# Sony Ericsson Z710i and iSync



## dwp (Aug 12, 2003)

Just renewed my agreement with Fido and for my trouble was given a SE Z710i. Wonderful but it doesn't work with iSync and although I could live without it having that feature would be a nice.

My question is... does Apple add new phones to it's iSync list on a regular basis or should I just go and buy the plugin I need now? I'm in no rush, but if iSync has become one of those forgotten apps, I'll make the purchase.

Any thoughts?


----------



## Macaholic (Jan 7, 2003)

If you're in no rush, I'd hold out for any updates to iSync when Mac OS X v. 10.5 "Leopard" is released. Apple promised its release in October.


----------



## adam.sn (Feb 7, 2007)

Hey 
Actually i have that exact setup and got it to work no problem. Everything syncs, it's fantastic. Just try this. mobile.feisar.com - Sony Ericsson Phone Plugins for iSync v2.4 K530, K530i, T650i, T650, S500, S500i, K310, K310i, K320, K320i, K510, K510i, K550, K550i, K618, K618i, K810, K810i, W830, W300, W300i, W610, W610i, W700, W700i, Z310, Z310i, W200, W200i,

Cheers. 
- Adam


----------



## dwp (Aug 12, 2003)

Thanks for the advice. I'll wait till October and see what Apple has to offer.


----------



## bierman (Nov 2, 2007)

*Feisar & 10.5*

Feisar has just said on their website that the Address Book sync doesn't work anymore with 10.5

Anyone have any more info on this?


----------



## pictor (Jan 29, 2007)

bierman said:


> Feisar has just said on their website that the Address Book sync doesn't work anymore with 10.5
> 
> Anyone have any more info on this?


Works fine for me. I have an ericsson 580i, and my address book synched fine last time I did a sync.


----------



## powz (Apr 25, 2007)

Sorry for the noobish question, but I'm thinking of buying the Ericsson w580 or w810. I'm worried about the lack of iTunes syncing, since I'll be replacing my iPod with one of these phones. Is there some other plug-in solution? Or will I have to replace iTunes with Sony's music software/manually drag files onto the phone? Thanks all!


----------



## irontree (Oct 28, 2006)

powz said:


> Sorry for the noobish question, but I'm thinking of buying the Ericsson w580 or w810. I'm worried about the lack of iTunes syncing, since I'll be replacing my iPod with one of these phones. Is there some other plug-in solution? Or will I have to replace iTunes with Sony's music software/manually drag files onto the phone? Thanks all!

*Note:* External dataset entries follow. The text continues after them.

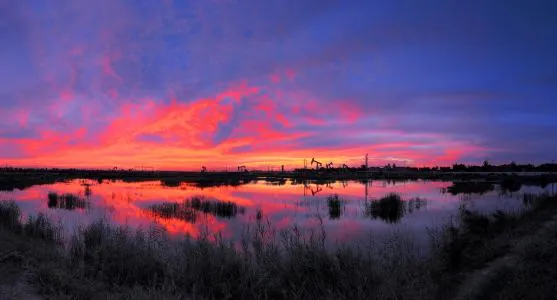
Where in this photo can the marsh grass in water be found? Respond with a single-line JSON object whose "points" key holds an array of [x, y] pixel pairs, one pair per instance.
{"points": [[389, 208], [267, 263], [189, 209], [66, 201], [470, 187], [336, 206]]}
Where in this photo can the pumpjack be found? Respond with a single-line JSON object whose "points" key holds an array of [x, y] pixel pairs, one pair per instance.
{"points": [[318, 164]]}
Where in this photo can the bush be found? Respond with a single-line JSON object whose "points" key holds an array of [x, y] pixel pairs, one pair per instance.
{"points": [[10, 215]]}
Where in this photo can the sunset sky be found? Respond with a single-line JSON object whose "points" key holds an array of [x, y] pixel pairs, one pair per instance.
{"points": [[177, 84]]}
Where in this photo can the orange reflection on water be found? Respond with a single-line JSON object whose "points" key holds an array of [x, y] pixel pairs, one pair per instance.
{"points": [[306, 205]]}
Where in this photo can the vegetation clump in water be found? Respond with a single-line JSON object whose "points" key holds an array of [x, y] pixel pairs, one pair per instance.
{"points": [[389, 208], [189, 209], [470, 187], [336, 205], [66, 201]]}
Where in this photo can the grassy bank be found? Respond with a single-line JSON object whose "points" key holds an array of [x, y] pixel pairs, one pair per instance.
{"points": [[104, 261]]}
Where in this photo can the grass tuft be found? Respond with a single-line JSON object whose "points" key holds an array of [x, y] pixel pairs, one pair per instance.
{"points": [[389, 208], [10, 215]]}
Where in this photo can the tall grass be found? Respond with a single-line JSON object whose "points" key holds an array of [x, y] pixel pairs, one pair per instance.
{"points": [[40, 226], [389, 208], [189, 209], [336, 205], [10, 215]]}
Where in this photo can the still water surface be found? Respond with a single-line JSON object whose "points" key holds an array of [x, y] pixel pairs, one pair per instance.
{"points": [[188, 209]]}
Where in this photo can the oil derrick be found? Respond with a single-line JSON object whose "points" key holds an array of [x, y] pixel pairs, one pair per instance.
{"points": [[318, 164]]}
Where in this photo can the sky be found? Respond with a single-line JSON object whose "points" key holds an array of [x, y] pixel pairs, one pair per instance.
{"points": [[176, 84]]}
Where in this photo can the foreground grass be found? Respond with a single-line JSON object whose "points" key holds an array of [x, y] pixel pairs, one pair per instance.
{"points": [[103, 261]]}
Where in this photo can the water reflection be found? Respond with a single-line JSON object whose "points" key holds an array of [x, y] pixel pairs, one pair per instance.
{"points": [[350, 210], [66, 201], [188, 210]]}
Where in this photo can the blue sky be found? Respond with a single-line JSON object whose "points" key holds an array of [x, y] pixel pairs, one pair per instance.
{"points": [[273, 82]]}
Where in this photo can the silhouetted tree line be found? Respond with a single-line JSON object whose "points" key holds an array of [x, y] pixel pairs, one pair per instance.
{"points": [[511, 167]]}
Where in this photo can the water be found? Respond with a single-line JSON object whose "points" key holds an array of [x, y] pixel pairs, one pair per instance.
{"points": [[351, 218]]}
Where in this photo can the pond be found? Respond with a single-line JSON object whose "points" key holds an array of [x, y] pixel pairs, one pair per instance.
{"points": [[348, 211]]}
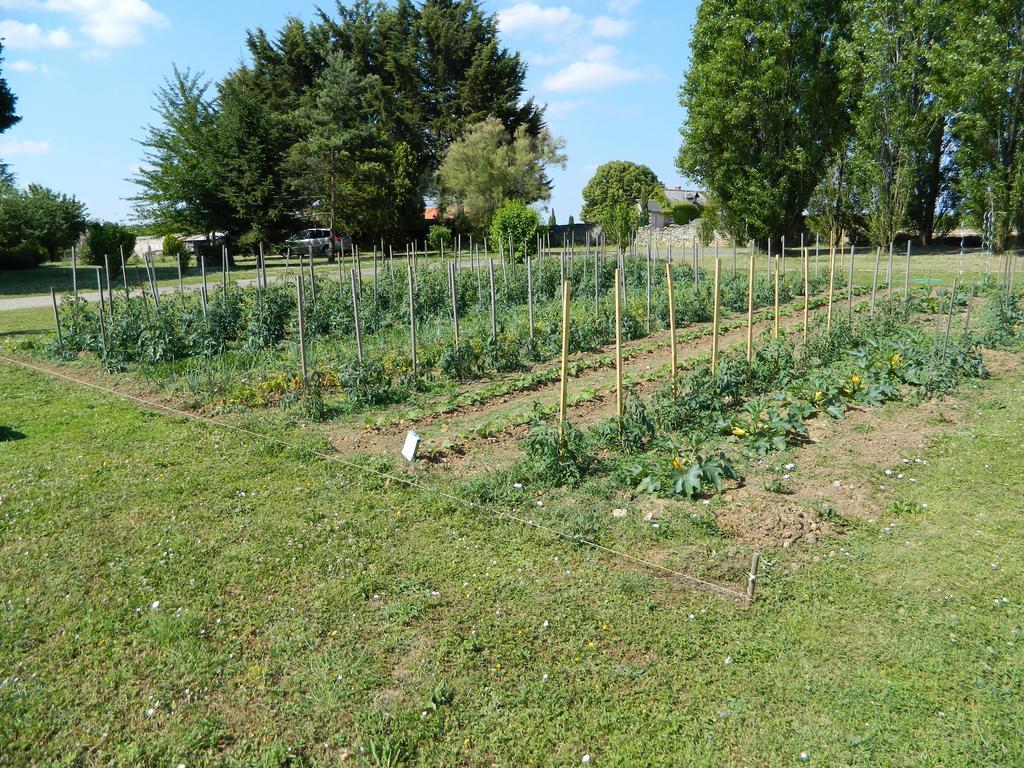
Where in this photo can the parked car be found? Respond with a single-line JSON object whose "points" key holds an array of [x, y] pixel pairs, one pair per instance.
{"points": [[323, 242]]}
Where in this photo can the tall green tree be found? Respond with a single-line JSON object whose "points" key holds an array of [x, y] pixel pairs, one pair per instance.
{"points": [[8, 117], [467, 76], [982, 76], [766, 107], [180, 189], [487, 167], [899, 125], [338, 166], [619, 183]]}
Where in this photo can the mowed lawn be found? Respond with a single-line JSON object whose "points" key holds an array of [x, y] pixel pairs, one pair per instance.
{"points": [[174, 593]]}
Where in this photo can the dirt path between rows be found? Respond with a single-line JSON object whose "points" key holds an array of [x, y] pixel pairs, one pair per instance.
{"points": [[491, 429]]}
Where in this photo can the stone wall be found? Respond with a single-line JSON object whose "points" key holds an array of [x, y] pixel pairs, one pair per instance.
{"points": [[681, 238]]}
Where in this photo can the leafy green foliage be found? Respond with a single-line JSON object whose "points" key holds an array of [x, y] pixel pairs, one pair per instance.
{"points": [[561, 460], [517, 223], [486, 167]]}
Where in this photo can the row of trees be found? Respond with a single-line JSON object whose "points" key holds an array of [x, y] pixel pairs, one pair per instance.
{"points": [[345, 123], [876, 117]]}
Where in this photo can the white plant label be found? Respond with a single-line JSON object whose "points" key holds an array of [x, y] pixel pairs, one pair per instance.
{"points": [[411, 446]]}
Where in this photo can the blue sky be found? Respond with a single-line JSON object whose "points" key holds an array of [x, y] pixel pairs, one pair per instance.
{"points": [[84, 72]]}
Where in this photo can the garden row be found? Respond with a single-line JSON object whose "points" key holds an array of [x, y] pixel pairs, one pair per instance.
{"points": [[241, 344], [687, 443]]}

I have this phone(W 810i) and it has been a bit of pain to get tunes onto it.
First there is NO mac software offered for it by Sony. Secondly you can't just drag and drop files manually onto the phone because there is something inherent in the Mac OS that adds things to the file names which makes them unreadable by the phone. The only thing that worked for me was sending them via bluetooth albeit it extremely slow at only 40k/sec. I have tried using the windoze software in Parallels and that worked although it was even slower than bluetooth! I think this phone is USB 1.1 only???
Also ringtones will only work if they have DRM, meaning that you can't use just any tune out of your library as a ringer. (this can be defeated by unbranding your phone or downloading software from Sony that adds the DRM for you to your tunes)
Word of advice- this phone could NEVER replace an iPod in my opinion. The music playing software could never hold a candle to the interface of the iPod. Lack of gapless playback and track scrubbing made me never want to get rid of my iPod.
There are SOME positives to this phone though LOL. It does playback AAC (non DRM) and the FM radio is a nice touch. It also takes great pictures and syncs with iPhoto and Apple's address book and iCal. Also reception is a heck of a lot better than my old Razr.

Hope this info helps!


----------



## powz (Apr 25, 2007)

> I have this phone(W 810i) and it has been a bit of pain to get tunes onto it.
> First there is NO mac software offered for it by Sony. Secondly you can't just drag and drop files manually onto the phone because there is something inherent in the Mac OS that adds things to the file names which makes them unreadable by the phone. The only thing that worked for me was sending them via bluetooth albeit it extremely slow at only 40k/sec. I have tried using the windoze software in Parallels and that worked although it was even slower than bluetooth! I think this phone is USB 1.1 only???
> Also ringtones will only work if they have DRM, meaning that you can't use just any tune out of your library as a ringer. (this can be defeated by unbranding your phone or downloading software from Sony that adds the DRM for you to your tunes)
> Word of advice- this phone could NEVER replace an iPod in my opinion. The music playing software could never hold a candle to the interface of the iPod. Lack of gapless playback and track scrubbing made me never want to get rid of my iPod.
> ...


Thanks so much for the info! That sounds a bit like a nightmare. After asking this question I did a bit of research and found a couple of programs that help sync iTunes on a Mac with some Ericsson phones, though neither work with Leopard yet. In case you weren't aware of them, they're called "iTuneMyWalkman" and "SyncTunes". I think they're both available on Mac OS X Software Updates and Mac OS X Downloads - VersionTracker But I guess you still can't beat the iPod usability, though.


----------